契約期間中の退職はどんな場合でも違法?

契約期間中の退職はどんな場合でも違法?

一定の期間を定めて労働契約を結ぶ場合の働き方を「契約社員」「有期労働契約」などと呼んだりします。

有期契の場合、その期間中の途中で退職しないことが雇用の条件となります。その代りに、雇主は、雇用契約の期間が満了すれば、「雇い止め」といって、契約更新を行わないことで、解雇同様に労働者を退職させることができます。これは雇用調整などの点では、雇主側に都合が良い点ともいえるので、一般の「期間の定めを行わない契約」の場合と比べると、その分、解雇に関する要件が厳しくなっています。つまり、「契約社員は、一般社員よりも解雇しづらいということ」ですね。

では、契約社員である労働者側のほうが、契約期間中に申し出て退職することは違法に当たるのでしょうか?

これは、一概に「すべて違法である」ということはできません。自己都合でも、やむを得ない場合に限って、契約期間中でも退職が認められますし、ケースによっては、全く違法に当たらず、すぐさま辞めても問題とならない場合もあります。

「自己都合で契約期間中の退職が違法に当たらない場合」というのは、例えば、「労働者本人の、心身の障害や病気の場合」「両親、配偶者、子どもの病気や、看護、介護が必要となった場合」などです。これらはやむを得ない事情と判断されて、違法には当りません。
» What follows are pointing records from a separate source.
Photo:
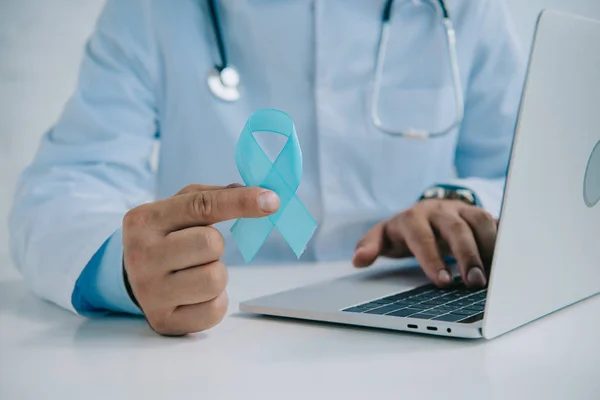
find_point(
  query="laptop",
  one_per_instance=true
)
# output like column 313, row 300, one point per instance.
column 547, row 253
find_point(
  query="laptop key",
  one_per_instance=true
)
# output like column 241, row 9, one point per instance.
column 358, row 309
column 419, row 306
column 463, row 311
column 473, row 318
column 444, row 309
column 433, row 303
column 385, row 309
column 423, row 316
column 473, row 308
column 450, row 318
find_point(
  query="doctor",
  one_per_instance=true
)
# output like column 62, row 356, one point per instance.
column 405, row 135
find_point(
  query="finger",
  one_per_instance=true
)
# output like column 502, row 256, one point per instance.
column 200, row 188
column 369, row 247
column 195, row 285
column 459, row 236
column 485, row 230
column 186, row 248
column 212, row 206
column 193, row 318
column 415, row 229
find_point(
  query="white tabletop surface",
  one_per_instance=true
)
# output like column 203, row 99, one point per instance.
column 47, row 353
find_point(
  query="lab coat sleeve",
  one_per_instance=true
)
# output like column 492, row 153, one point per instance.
column 91, row 167
column 492, row 101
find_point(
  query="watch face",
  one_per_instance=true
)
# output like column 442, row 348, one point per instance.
column 591, row 181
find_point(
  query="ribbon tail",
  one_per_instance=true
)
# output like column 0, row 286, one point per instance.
column 250, row 235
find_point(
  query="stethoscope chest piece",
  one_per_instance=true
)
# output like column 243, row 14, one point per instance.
column 224, row 83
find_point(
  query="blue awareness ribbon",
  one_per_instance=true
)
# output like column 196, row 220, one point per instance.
column 293, row 220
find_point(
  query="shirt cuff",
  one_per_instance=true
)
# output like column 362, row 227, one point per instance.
column 488, row 191
column 101, row 287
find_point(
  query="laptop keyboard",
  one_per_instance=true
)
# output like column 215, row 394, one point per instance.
column 456, row 303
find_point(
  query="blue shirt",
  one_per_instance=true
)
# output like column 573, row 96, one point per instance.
column 142, row 85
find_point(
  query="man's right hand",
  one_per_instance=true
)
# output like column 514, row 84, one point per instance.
column 171, row 254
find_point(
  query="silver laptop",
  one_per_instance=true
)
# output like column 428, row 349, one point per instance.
column 548, row 247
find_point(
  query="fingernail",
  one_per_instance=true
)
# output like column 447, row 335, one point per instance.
column 476, row 277
column 268, row 201
column 444, row 277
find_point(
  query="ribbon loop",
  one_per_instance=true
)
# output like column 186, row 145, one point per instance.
column 293, row 220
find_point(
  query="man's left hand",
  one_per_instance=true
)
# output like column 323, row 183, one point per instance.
column 431, row 230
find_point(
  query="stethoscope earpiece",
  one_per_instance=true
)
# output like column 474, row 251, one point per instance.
column 224, row 83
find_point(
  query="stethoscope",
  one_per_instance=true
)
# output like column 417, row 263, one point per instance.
column 223, row 79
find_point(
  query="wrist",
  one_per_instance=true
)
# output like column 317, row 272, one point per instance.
column 451, row 192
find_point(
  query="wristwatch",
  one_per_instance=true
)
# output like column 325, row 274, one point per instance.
column 451, row 192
また、雇い入れ当初は気づかなかったものの、その後、業務内容に不審な点を認めて、詳細に調べてみたら違法性があることが判明したような場合も、労働者側には落ち度がなく、雇主側に問題があるとして退職することができます。当初の募集内容と、実際の業務がかけ離れていた場合、労働者は労働基準法15条2項に基づいて、即時に労働契約を解除することが認められています。同様に、事業主または事業所が、労働基準法違反な残業カットを始めとした違法行為を行っていた場合、パワハラ、モラハラなどの悪質な人権侵犯が行われている場合も同様です。これらのケースで契約解除を申し入れた社員に対し、嫌がらせや、継続労働の強要を行うと、刑事罰の対象になる場合もあります。